Conclusion: “A new study finds…[insert provocative clause (propagated by an online algorithm to suit the reader’s biases)]”. Even before the COVID-19 pandemic brought topics such as epidemiology, vaccine efficacy, and the lethality of the Spanish flu into everyone’s home and Twitter feed, the proliferation and democratization of data meant online news readers may have a dangerously inflated sense of their own scientific literacy. In this age of information, citizens must have some fluency with statistical reasoning, and should be attuned to the perils of confusing correlation with causation. We laugh at the purported connection between a Hollywood action star and accidental drownings because it is so obviously ridiculous. But in terms of scientific objectivity, is it really more ridiculous than the pundit MD on TV alleging video games must cause brain cancer because brain tumor diagnoses have increased while video games became more popular? Without understanding the crucial differences between genuine causation and correlation, we are vulnerable to how “scientific” data is manipulated to achieve political, social, or material outcomes that have nothing to do with science. Perhaps more perilously, if we let down our guard in our own thinking, when the invitation finally comes, we might spurn the offer to attend one of Nick Cage's legendary pool parties.
​
​
*Vigen's website, Spurious Correlations, is a brilliant and highly illustrative reminder of just how wrong-headed it is to assume all correlations have causal links.
​
​
References:
Cummings, D.R. (2010) Human birth seasonality and sunshine. American Journal of Human Biology 22:316-324.
Hill, A.B. (1965) The environment and disease: association or causation?
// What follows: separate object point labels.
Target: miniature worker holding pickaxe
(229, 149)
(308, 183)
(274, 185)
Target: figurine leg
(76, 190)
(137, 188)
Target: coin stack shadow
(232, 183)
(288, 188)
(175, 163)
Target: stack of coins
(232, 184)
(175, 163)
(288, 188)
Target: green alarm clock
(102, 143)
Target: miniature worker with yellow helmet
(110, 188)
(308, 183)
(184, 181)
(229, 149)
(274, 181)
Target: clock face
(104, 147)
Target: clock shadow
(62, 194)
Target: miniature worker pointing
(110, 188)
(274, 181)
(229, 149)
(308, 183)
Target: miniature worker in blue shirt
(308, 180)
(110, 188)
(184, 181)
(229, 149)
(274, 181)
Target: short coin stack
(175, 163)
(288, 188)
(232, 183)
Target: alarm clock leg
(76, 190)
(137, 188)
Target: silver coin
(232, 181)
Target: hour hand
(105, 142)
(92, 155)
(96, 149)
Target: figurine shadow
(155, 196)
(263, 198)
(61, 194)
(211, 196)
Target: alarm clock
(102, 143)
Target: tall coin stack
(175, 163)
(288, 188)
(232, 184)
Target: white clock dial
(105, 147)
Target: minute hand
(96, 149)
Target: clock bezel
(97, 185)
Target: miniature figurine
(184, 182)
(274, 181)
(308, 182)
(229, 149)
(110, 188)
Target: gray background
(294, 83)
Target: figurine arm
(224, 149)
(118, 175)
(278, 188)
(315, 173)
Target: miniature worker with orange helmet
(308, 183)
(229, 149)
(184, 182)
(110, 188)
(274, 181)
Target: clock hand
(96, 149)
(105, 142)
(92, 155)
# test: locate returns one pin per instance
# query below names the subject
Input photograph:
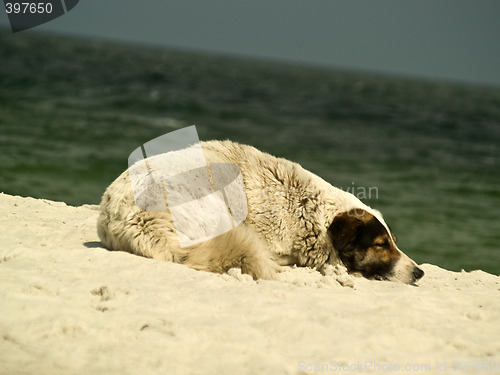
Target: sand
(68, 306)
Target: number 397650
(28, 8)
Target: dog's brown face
(366, 246)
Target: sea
(425, 153)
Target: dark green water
(71, 111)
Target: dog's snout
(417, 273)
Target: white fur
(289, 212)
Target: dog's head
(365, 245)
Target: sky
(456, 40)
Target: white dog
(294, 218)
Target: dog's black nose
(417, 273)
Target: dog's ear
(346, 227)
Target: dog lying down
(290, 217)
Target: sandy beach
(69, 306)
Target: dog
(293, 218)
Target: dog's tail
(241, 247)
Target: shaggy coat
(291, 221)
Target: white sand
(68, 306)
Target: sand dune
(68, 306)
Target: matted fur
(289, 213)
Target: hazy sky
(452, 39)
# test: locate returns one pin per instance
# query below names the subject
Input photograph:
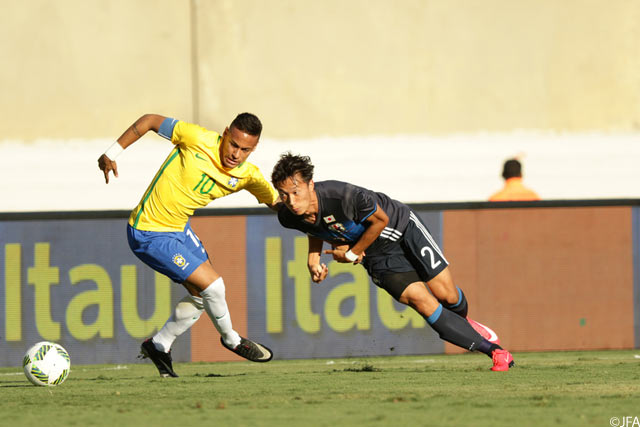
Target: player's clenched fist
(106, 165)
(318, 272)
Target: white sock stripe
(427, 235)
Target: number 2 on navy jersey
(432, 257)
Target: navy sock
(460, 307)
(456, 330)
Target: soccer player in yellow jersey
(202, 166)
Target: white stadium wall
(422, 99)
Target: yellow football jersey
(190, 178)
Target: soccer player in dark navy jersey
(389, 240)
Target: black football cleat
(161, 359)
(250, 350)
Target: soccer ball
(46, 363)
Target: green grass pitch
(560, 388)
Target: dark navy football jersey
(342, 211)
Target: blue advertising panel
(76, 282)
(346, 315)
(635, 229)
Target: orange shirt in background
(514, 190)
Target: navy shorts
(415, 257)
(176, 254)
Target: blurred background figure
(513, 188)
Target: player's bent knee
(216, 290)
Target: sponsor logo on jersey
(338, 227)
(329, 219)
(179, 260)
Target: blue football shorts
(176, 254)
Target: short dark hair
(247, 122)
(288, 165)
(512, 168)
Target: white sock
(216, 307)
(186, 313)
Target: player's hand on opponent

Proceedings of the Royal Society of Medicine 1965;58:295–300.
Manfredini, F., et al. (2017) Exercise in patients on dialysis: A multicenter, randomized clinical trial. Journal of the American Society of Nephrology 2017, 28 (4) 1259-1268
Rogan, W.J. & Gladen, B.C. (1993) Breast feeding and cognitive development. Early Human Development 31:181-193.
Verma, A. & Verma, A. (2015) A novel review of the evidence linking myopia and high intelligence. Journal of Ophthalmology 2015, 271746:1-8.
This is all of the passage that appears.